Overall, there's nothing really outstandingly offensive or terrible about HealtH other than a large batch of dated jokes, and even though I have mixed feelings about Altman doing straight-forward comedy. With the exception of maybe Brewster McCloud for all its absurdities, all of his best films had their humor structured to more dramatic arcs, tailored in such a way in which the humor evolved more organically than just a barrage of farcical gags and quips that feel like they are shoehorned into the scenes to meet some kind of self-imposed zany joke quota. I still feel that, although very meandering in large patches, he does show some restraint here. As previously mentioned, Altman would do much worse in the years to come.
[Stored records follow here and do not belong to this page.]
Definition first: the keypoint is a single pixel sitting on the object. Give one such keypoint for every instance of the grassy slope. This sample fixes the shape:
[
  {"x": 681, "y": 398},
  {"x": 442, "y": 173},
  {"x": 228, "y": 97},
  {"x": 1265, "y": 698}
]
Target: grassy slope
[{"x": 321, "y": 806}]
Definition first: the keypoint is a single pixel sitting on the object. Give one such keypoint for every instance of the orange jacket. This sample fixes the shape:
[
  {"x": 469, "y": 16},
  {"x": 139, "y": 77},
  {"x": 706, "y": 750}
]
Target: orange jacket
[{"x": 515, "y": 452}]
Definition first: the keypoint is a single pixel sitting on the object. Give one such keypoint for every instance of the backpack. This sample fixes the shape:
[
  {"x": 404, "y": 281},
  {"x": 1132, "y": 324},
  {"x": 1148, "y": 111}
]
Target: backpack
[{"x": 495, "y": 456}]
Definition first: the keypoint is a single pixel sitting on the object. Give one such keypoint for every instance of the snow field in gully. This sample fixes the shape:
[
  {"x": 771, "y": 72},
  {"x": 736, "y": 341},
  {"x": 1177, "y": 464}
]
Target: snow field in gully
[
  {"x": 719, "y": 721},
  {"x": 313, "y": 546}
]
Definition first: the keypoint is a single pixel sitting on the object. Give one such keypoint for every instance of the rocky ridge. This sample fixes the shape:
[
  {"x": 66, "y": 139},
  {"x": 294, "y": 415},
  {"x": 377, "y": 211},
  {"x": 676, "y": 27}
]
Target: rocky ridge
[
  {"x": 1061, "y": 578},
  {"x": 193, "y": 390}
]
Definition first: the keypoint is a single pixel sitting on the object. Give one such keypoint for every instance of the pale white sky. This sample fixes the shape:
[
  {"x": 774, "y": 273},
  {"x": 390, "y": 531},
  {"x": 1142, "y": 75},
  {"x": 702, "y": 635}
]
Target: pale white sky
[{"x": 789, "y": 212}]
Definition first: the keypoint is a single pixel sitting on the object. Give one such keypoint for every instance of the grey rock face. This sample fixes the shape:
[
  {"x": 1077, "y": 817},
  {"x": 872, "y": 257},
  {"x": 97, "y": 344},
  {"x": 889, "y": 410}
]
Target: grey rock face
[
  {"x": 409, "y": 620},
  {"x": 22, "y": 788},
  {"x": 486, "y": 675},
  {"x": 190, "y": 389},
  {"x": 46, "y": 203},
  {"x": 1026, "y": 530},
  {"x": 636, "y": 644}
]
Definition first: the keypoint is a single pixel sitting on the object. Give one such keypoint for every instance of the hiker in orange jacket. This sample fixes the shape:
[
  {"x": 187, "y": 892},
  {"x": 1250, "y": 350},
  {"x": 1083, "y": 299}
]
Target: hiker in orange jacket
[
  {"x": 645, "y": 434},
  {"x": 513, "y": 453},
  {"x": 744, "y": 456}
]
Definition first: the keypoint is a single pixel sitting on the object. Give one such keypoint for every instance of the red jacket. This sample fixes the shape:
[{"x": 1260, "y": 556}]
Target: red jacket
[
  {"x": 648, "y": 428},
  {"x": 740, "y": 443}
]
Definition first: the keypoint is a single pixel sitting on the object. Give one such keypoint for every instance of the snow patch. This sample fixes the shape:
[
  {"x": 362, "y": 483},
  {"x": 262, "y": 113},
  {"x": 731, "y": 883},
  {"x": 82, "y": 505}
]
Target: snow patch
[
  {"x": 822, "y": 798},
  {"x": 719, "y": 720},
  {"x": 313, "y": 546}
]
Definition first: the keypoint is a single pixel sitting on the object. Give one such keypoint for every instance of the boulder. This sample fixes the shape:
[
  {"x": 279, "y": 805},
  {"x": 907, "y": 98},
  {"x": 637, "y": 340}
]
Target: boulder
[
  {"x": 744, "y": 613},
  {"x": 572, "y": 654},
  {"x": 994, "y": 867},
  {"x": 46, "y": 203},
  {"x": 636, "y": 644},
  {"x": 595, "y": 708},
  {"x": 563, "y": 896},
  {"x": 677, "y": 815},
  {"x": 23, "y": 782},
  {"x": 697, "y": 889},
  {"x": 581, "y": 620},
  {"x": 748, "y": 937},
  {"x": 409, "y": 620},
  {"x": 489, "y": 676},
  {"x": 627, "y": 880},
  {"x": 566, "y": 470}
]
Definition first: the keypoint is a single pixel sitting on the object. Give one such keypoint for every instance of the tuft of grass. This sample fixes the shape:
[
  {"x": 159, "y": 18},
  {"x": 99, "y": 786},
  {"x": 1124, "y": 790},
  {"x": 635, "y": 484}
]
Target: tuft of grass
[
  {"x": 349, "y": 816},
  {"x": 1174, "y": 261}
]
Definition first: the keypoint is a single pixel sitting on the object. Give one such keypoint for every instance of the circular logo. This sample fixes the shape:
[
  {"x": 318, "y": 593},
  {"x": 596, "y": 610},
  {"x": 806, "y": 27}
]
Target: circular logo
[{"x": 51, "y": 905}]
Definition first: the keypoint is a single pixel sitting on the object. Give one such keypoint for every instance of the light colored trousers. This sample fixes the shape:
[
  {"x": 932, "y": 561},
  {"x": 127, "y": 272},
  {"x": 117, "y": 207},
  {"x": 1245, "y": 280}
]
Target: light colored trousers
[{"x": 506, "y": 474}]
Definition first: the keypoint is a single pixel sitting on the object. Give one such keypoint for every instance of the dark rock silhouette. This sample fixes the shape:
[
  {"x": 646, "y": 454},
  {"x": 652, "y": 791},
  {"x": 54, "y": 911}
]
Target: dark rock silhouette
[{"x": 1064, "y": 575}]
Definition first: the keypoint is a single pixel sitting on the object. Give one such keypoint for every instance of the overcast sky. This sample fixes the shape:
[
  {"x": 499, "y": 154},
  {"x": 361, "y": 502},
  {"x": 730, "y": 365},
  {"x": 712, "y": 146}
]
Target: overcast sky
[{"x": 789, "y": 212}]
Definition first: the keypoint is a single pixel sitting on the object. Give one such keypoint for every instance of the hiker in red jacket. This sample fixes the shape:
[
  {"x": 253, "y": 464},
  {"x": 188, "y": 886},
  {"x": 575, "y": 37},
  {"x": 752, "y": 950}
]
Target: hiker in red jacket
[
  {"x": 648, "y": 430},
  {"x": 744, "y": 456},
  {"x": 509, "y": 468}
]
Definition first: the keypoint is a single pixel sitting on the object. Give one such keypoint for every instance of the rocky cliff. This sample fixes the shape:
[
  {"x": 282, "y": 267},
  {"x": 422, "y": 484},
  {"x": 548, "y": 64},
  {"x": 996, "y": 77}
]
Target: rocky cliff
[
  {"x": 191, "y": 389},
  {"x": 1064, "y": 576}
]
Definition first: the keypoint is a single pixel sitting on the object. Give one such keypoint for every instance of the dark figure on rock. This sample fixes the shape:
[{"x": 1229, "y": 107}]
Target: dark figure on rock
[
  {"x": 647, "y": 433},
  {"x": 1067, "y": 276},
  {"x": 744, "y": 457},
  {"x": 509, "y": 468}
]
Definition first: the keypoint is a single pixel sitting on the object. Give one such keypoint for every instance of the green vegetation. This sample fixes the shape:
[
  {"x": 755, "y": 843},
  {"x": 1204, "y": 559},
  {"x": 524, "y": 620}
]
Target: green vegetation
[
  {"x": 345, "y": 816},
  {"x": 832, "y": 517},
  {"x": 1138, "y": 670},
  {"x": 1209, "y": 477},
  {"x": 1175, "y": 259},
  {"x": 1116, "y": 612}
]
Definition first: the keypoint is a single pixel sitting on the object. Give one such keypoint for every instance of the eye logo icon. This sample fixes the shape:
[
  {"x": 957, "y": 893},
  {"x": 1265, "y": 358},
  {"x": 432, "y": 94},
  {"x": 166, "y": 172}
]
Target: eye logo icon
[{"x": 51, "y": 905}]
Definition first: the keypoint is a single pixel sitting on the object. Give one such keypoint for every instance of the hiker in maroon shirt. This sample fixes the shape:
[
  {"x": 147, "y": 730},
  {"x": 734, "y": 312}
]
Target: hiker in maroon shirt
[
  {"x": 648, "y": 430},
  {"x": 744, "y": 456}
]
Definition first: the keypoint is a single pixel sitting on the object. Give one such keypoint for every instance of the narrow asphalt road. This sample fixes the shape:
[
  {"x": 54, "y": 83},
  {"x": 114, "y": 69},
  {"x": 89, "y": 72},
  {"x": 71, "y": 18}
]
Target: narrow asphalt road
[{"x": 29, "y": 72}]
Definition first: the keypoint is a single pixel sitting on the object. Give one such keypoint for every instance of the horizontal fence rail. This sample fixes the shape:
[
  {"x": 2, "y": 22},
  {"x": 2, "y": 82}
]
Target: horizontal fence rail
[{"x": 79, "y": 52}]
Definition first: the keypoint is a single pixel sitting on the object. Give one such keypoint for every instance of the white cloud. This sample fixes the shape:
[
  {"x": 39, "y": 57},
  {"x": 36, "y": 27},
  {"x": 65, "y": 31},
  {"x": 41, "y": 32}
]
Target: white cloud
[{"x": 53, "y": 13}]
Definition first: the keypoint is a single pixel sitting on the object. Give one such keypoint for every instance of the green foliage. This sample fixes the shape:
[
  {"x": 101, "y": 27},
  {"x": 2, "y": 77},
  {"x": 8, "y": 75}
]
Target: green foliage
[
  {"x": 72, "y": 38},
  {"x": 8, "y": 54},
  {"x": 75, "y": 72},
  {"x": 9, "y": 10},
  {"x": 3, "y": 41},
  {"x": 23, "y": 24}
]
I originally wanted to write about his 1987 film Beyond Therapy, but after a viewing experience that lasted no more than twenty minutes I realized that it wasn't worth it, to write about or even watch. It's a comedy, but I could feel nothing but severe depression followed by an equally severe amount of unease for that brief period of time - the thing felt like I walked into the room full of PCP freaks who just screamed punchlines at me without any kind of a set-up all while swinging a rusted lawnmower blade in my direction, threatening to do something terrible if I didn't laugh, which I just couldn't do. It was like Mind of Mencia all over again, but with more Jeff Goldblum.

It's not a film I'm going to really look back and remember Altman for, one way or another. I've probably watched HealtH three times in order to write this response and I've already forgotten most of it, which I guess is a far more positive reaction than what I had to Prarie Home Companion - almost six years later and I still can't reconcile the fact that Altman's swan song would be an adaptation of the Garison "audio ambien" Keillor program (and don't forget the fart jokes... oh, how could we ever forget the fart jokes?) begging the question: Why not just adapt a Paul Harvey mumblelogue if you hate your audience so much? HealtH is a misfire, but a generally harmless one.

 

* Ironically enough, Ronald Reagan did see a screening of HealtH at Camp David in 1982.  He later called it the "world's worst movie" in his diaries.  Although Reagan may have been rapidly approaching senility at the time, it's still got to be a difficult criticism to take from a man who clearly knows bad movies - I mean, his biggest acting role besides playing the president was second banana to a goddamn chimp.